Он в ответ лишь прикрыл глаза.

* * *

– Спаси вас Бог, добрая барыня, спаси вас Бог, – кинулся к Анне с поклоном дежуривший у дверей Ферапонт. – Каженный день теперь за вас буду Богу молиться, каженный день…

– За барина своего молитесь, – ответила старому камердинеру Турчанинова и долгим взглядом посмотрела на Андрея. – Где мы сможем поговорить?
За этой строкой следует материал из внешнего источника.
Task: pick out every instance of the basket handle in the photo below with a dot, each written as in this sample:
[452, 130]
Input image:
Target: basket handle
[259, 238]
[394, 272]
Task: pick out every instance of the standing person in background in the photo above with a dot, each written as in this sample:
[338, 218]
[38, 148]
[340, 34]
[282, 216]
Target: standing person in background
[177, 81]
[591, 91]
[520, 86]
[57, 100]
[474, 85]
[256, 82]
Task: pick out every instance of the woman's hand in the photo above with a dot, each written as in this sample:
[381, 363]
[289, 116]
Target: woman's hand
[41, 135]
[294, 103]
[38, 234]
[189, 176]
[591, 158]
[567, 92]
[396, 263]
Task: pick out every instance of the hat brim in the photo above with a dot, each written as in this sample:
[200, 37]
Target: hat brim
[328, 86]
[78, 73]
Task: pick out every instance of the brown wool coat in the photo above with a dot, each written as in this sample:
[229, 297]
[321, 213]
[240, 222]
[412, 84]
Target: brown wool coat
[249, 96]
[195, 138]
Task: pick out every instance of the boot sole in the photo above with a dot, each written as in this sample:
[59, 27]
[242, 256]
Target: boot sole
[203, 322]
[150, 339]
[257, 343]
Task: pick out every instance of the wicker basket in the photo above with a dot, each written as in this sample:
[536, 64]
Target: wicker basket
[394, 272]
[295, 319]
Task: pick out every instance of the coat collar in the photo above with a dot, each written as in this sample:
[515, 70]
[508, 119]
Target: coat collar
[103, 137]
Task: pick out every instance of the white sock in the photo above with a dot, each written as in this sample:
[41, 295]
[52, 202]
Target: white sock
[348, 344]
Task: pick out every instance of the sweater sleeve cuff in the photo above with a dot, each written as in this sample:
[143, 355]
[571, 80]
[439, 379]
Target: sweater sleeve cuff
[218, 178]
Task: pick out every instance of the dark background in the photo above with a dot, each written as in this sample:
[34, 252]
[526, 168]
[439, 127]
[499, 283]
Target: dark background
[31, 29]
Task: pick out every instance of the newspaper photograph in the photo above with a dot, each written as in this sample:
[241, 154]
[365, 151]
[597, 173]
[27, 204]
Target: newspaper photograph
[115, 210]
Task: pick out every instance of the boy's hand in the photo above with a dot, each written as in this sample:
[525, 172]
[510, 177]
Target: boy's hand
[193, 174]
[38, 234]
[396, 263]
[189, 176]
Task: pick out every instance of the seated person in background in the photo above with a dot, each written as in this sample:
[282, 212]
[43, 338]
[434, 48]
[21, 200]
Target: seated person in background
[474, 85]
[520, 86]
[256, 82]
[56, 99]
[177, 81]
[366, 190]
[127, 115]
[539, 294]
– В гостиной, в моем кабинете, где пожелаете, – с готовностью произнес тот.

– И за барина буду молиться, и за вас, – продолжал бормотать Ферапонт, кланяясь.

– Пройдемте к вам, – кивнув камердинеру, сказала Анна.

Когда вошли в кабинет, Анна, отмахнувшись от предложения Андрея «располагаться», не стала присаживаться и сразу сказала:

– Положение вашего отца очень и очень скверное. Может статься, его лечение займет весьма длительное время, и еще не факт, что мне удастся поставить его на ноги.

– Но ведь вам удалось сделать так, что он стал двигаться и говорить! – с надеждой воскликнул Андрей.

– Это было несложно, потому что я обладаю определенными и весьма действенными практиками и у меня есть свой метод, – туманно ответила Турчанинова. – К тому же это было не лечение, а простой осмотр. А лечение вашего батюшки сможет иметь положительные результаты лишь в том случае, если будет устранена причина его заболевания.

После недолгой паузы она добавила:

– Вы говорили, что карточный долг есть долг чести?

– Именно так.

– Теперь у вас другой долг чести. Вы должны вернуть книгу. Только тогда причина болезни вашего батюшки будет устранена. Тогда проще будет справиться с ее последствиями. Вы поняли меня? – спросила она почти так же требовательно, как до того спросил Нелидова его отец.

– Понял, – ответил Андрей.

– Хорошо, – смягчилась Анна Александровна. – Я приду завтра. В это же время. Не провожайте меня, я помню, где выход.

Глава четвертая

О том, как у христенековского лакея собственный зуб оказался в собственной же ладошке, и о том, что не следует бить полициантов, когда они честно исправляют свои обязанности. – Домашний арест – наказание не из тяжелых, но все же наказание. – Секретное поручение лакею Семке. – Как свезло горничной Лизке, или любиться три раза кряду может не всякий. – Новый визит лекарки.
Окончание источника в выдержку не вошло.